• Open Access

Efficacy of Oral Famotidine and 2 Omeprazole Formulations for the Control of Intragastric pH in Dogs


  • This work was done at the College of Veterinary Medicine of North Carolina State University. This work was presented as an oral scientific abstract at the 2010 ACVIM Forum in Anaheim, California.

Corresponding author: S. Bissett, Department of Clinical Sciences, College of Veterinary Medicine, North Carolina State University, 4700 Hillsborough Street, Raleigh, NC 27606; e-mail: sally_bissett@ncsu.edu.


Background: Little is known about the efficacy of commonly used acid suppressants on intragastric pH in dogs.

Objective: To compare the effect of oral famotidine, 2 formulations of omeprazole, and placebo on intragastric pH in dogs with a catheter-free, continuous pH monitoring system.

Animals: Six healthy adult mixed-breed colony dogs.

Methods: Utilizing a randomized, 4-way cross over, open-label study, dogs were administered famotidine PO (1.0–1.3 mg/kg q12h), omeprazole tablet (1.5–2.6 mg/kg q24h), omeprazole reformulated paste (RP) (Gastrogard, 1.5–2.6 mg/kg q24h), and placebo for 7 days followed by a 10-day washout period. Radiotelemetric pH capsules were placed with gastroscopy assistance to continuously record intragastric pH for 4 days (days 4–7 of dosing). The percentage of time that intragastric pH was ≥3 and ≥4 was compared among treatment groups using repeated measures of analysis of variance. Tukey's Studentized range test was used to determine which groups were different with α= 0.05.

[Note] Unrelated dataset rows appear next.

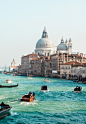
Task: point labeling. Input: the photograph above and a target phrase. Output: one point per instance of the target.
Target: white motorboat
(44, 88)
(46, 80)
(29, 77)
(77, 89)
(8, 81)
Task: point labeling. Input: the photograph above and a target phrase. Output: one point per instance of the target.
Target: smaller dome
(62, 47)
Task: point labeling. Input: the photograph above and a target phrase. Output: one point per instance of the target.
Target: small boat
(28, 97)
(79, 82)
(46, 80)
(4, 86)
(8, 81)
(44, 88)
(77, 89)
(4, 110)
(14, 74)
(29, 77)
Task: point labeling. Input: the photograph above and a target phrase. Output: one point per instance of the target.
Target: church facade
(44, 45)
(65, 47)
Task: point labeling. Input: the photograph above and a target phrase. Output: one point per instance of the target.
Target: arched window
(48, 54)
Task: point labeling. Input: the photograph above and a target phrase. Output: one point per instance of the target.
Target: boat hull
(4, 112)
(77, 91)
(27, 99)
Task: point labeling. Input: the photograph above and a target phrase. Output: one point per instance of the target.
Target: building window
(48, 54)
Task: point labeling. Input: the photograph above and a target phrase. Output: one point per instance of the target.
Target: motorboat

Results: Mean ± SD percent time intragastric pH was ≥3 and ≥4 was 22 ± 8% and 14 ± 6% for famotidine, 63 ± 14% and 52 ± 17% for omeprazole tablet, 54 ± 17% and 44 ± 18% for omeprazole RP, and 6 ± 6% and 5 ± 5% for placebo. Both omeprazole formulations significantly increased intragastric pH compared with famotidine and placebo, but omeprazole tablet and RP was not significantly different from each other.

Conclusion: Oral omeprazole tablet and RP provide superior gastric acid suppression to famotidine, and should therefore be considered more effective for the treatment of acid related disorders in dogs.